It’s tempting to jump to buying new technology when inefficiencies arise. Before investing in new systems, however, it’s wise to assess and optimize what you already own. The solution might just lie in existing systems.
Over time, rash technology purchases can create a patchwork of overlapping systems, unused features, and processes that no one remembers setting up. Teams waste time jumping between tools, leaders struggle to see a clear ROI, and money is tied up in systems that don’t add value.
Take a deliberate, systematic approach to avoid unnecessary spending and identify opportunities for efficiency in existing tools first. Here’s how:
Start by making a complete inventory of all software and systems the organization currently uses or licenses. Look for overlap (2+ tools that perform the same function or store similar data). Redundancies can lead to wasted licensing fees, fragmented data, and confusion among employees. Consolidate where possible to simplify processes and reduce software licensing costs.

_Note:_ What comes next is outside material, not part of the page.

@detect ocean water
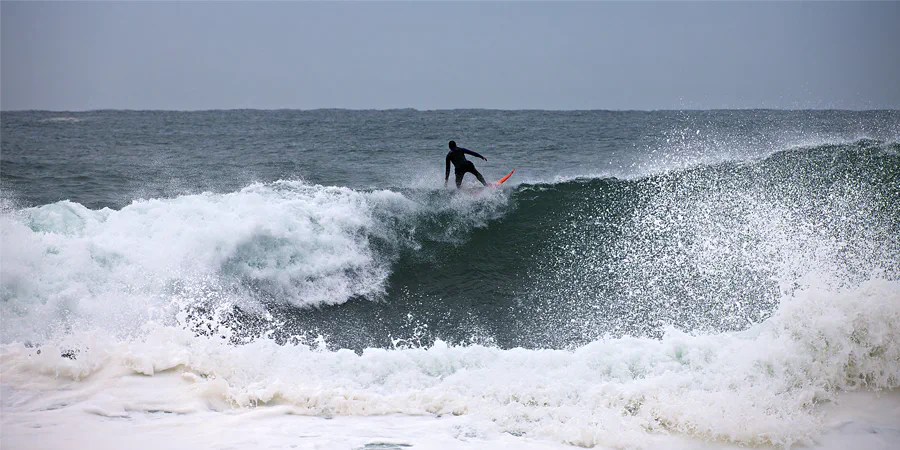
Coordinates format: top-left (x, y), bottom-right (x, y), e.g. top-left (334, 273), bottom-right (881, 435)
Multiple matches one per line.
top-left (0, 110), bottom-right (900, 449)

Technology should be evaluated based on the value it delivers. Track how frequently each system is used and whether it produces measurable benefits, such as time saved, reduced errors, progress toward business goals, etc. Systems with low usage or minimal impact may need reconfiguration or replacement, or employees may need retraining to properly understand how to use the system. Measuring how often and how effectively a system is used ensures technology investments are delivering measurable returns.
Document core business processes and match each step to the system or tool that supports it. This mapping shows where technology aligns with operations and where there are gaps or unnecessary overlaps. It also helps pinpoint where manual workarounds are happening because 1) the current system doesn’t fully meet needs, or 2) employees aren’t using it due to complexity or insufficient training.
Without structure, technology decisions become inconsistent and reactive. An IT governance model defines who is responsible for making system-related decisions, how requests for changes are evaluated, and how usage is monitored. Proper governance ensures systems are maintained, updated, and integrated in a way that supports organizational goals. Clear decision-making and accountability prevent chaotic changes and keep systems aligned with business goals.
Use these insights to create a roadmap for the organization’s systems. This should include plans to optimize existing tools, retire redundant ones, and make gradual improvements that scale with your organization’s needs. A good roadmap balances short-term fixes with long-term strategy to make sure technology investments stay relevant and effective over time.
Fully leveraging current systems isn’t just a matter of efficiency—it’s also a form of risk management. Every new platform brings potential vulnerabilities: more data to protect, more integrations to maintain, and more points of failure. By maximizing the capabilities of existing systems before adding new ones, the technology footprint is leaner, security is stronger, and complexities are minimized. Plus, when people see that existing tools can be adapted or reconfigured to meet new challenges, they start viewing technology less as a fixed set of constraints and more as something that can help them do their job more efficiently. Sometimes, doing more with less is the best first move to make.